Connaître pour mieux transmettre

Philippe travaille exclusivement avec des artisans de la région. Cette démarche n'est pas qu'éthique : c'est une nécessité culinaire. "La façon dont on va travailler leurs produits va être complètement différente selon la façon dont ils travaillent. C'est une façon de prendre une partie de leur âme d'artisan, et nous-mêmes de la transmettre."

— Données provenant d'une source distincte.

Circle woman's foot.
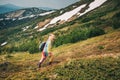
[38,62,41,68]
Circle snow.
[39,11,55,16]
[79,0,107,17]
[5,18,10,20]
[34,26,39,29]
[38,24,49,31]
[49,4,86,24]
[39,4,86,31]
[0,18,3,21]
[1,42,8,46]
[60,11,63,14]
[22,26,30,31]
[38,0,107,31]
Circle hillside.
[0,30,120,80]
[0,0,120,80]
[0,4,21,14]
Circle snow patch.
[34,26,39,29]
[79,0,107,17]
[60,11,63,14]
[22,26,30,31]
[0,42,8,46]
[39,11,55,16]
[39,4,86,31]
[38,0,107,31]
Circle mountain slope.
[0,4,21,14]
[0,30,120,80]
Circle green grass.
[0,30,120,80]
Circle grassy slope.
[0,30,120,80]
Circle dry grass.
[0,30,120,80]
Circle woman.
[38,34,55,68]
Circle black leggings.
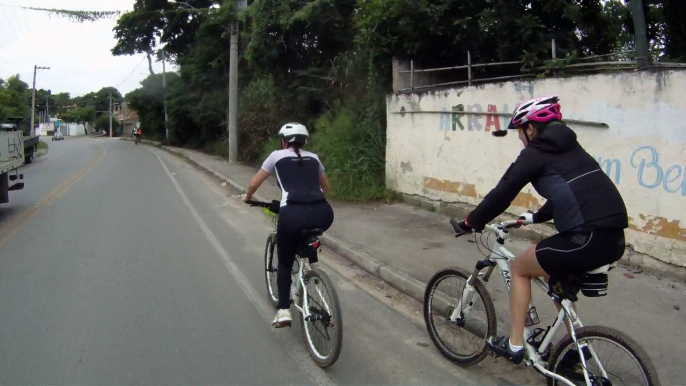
[276,202,333,309]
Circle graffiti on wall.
[576,145,686,197]
[438,103,510,131]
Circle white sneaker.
[272,310,293,328]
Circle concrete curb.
[160,146,426,303]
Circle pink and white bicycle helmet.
[507,95,562,129]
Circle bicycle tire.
[424,267,498,366]
[299,268,343,368]
[264,234,279,308]
[548,326,660,386]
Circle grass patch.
[312,95,397,202]
[200,140,229,159]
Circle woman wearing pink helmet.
[453,96,628,363]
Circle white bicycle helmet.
[279,122,310,143]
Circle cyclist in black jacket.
[455,96,628,363]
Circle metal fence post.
[467,51,472,86]
[550,39,557,59]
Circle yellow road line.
[0,146,105,246]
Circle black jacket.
[468,123,628,232]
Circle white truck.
[0,131,24,204]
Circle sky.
[0,0,174,97]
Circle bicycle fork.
[450,282,477,324]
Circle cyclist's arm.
[245,169,269,200]
[534,200,553,224]
[467,148,543,231]
[319,172,331,194]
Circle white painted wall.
[386,71,686,267]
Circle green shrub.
[312,95,390,201]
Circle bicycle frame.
[450,221,607,386]
[272,232,332,326]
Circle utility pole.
[29,65,50,137]
[121,101,126,136]
[629,0,650,69]
[110,93,112,138]
[226,0,247,162]
[162,48,169,144]
[45,90,50,123]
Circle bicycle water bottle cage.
[579,273,609,298]
[298,229,324,258]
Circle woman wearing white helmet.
[451,96,628,363]
[243,123,333,328]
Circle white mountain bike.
[424,220,660,386]
[248,201,343,367]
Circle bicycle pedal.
[486,347,500,358]
[272,322,291,328]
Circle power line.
[10,0,45,61]
[114,56,147,89]
[2,5,39,62]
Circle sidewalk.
[165,147,686,385]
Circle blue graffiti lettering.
[453,104,464,131]
[631,146,664,189]
[631,146,686,196]
[467,103,483,131]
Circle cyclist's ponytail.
[288,142,303,165]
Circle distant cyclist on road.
[455,96,628,363]
[243,123,334,328]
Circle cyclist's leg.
[510,246,546,346]
[276,206,300,309]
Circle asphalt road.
[0,138,505,385]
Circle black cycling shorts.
[536,229,625,276]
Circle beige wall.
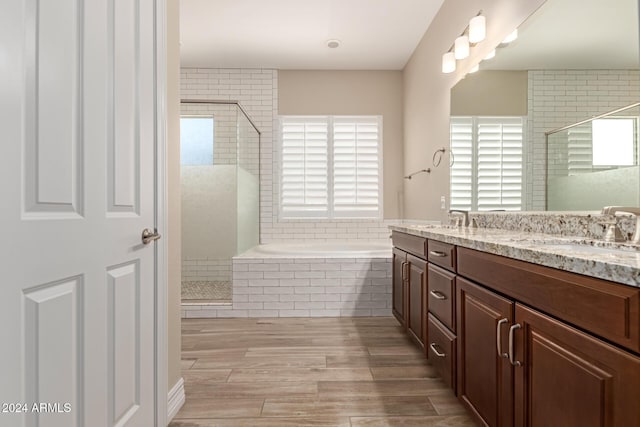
[166,0,182,390]
[278,70,403,219]
[404,0,544,219]
[451,71,529,116]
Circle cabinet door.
[514,304,640,427]
[392,248,407,327]
[406,255,427,348]
[456,277,512,427]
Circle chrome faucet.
[449,209,469,227]
[602,206,640,245]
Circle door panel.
[515,304,640,427]
[0,0,157,427]
[392,248,407,326]
[407,255,427,348]
[456,277,514,426]
[24,0,83,219]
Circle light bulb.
[484,49,496,60]
[469,15,487,43]
[453,36,469,59]
[442,52,456,74]
[502,28,518,43]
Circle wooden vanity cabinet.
[456,248,640,427]
[392,231,427,349]
[456,278,515,427]
[513,304,640,427]
[406,255,427,350]
[391,247,407,328]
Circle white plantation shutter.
[451,117,524,211]
[477,117,523,211]
[280,116,381,218]
[333,117,380,217]
[567,123,593,175]
[450,117,476,211]
[281,118,329,216]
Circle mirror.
[450,0,640,211]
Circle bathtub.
[238,241,391,258]
[180,241,392,317]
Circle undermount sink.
[541,242,640,255]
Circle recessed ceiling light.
[327,39,341,49]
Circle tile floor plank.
[170,317,473,427]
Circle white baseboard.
[167,378,184,422]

Au restaurant Balthazar, on fait tout soi-même : le pain au levain, les glaces, les cornichons, les olives, tous les assaisonnements. Cette démarche artisanale répond à la même logique. Il s'agit de maîtriser la chaîne, de comprendre ce qu'on sert. "Nous, on est là pour être un maillon de la chaîne. Si on ne prend pas nos responsabilités par rapport à ça, si on ne joue pas notre rôle à fond, ça n'a pas de sens."

Si on lui demande de définir l'ADN de Balthazar, Philippe choisit trois mots : "Honnêteté, intégrité, humilité. Ce sont les valeurs des artisans qui travaillent la terre. On est au service de quelque chose qui nous dépasse." Il tempère aussitôt : "On n'est qu'un restaurant. On n'est pas en train de sauver des vies. Mais pour moi, on a quelque chose d'assez essentiel." L'essentiel, c'est d'accueillir les gens comme s'ils venaient à la maison, avec cette "fausse simplicité" qui cache treize ans de relations tissées avec les producteurs, de recherche d'équilibre, de respect du produit.

Comme le dit Philippe en citant Oscar Wilde : "Soyez vous-même puisque les autres sont déjà pris." Au restaurant Balthazar, cette authenticité se traduit dans chaque choix quotidien : refuser de banaliser l'acte de se nourrir, valoriser toutes les parties d'un animal, chercher l'équilibre plutôt que l'effet. Une exigence qui tient en une phrase : être conscient de ce qu'on mange, et pourquoi on le mange.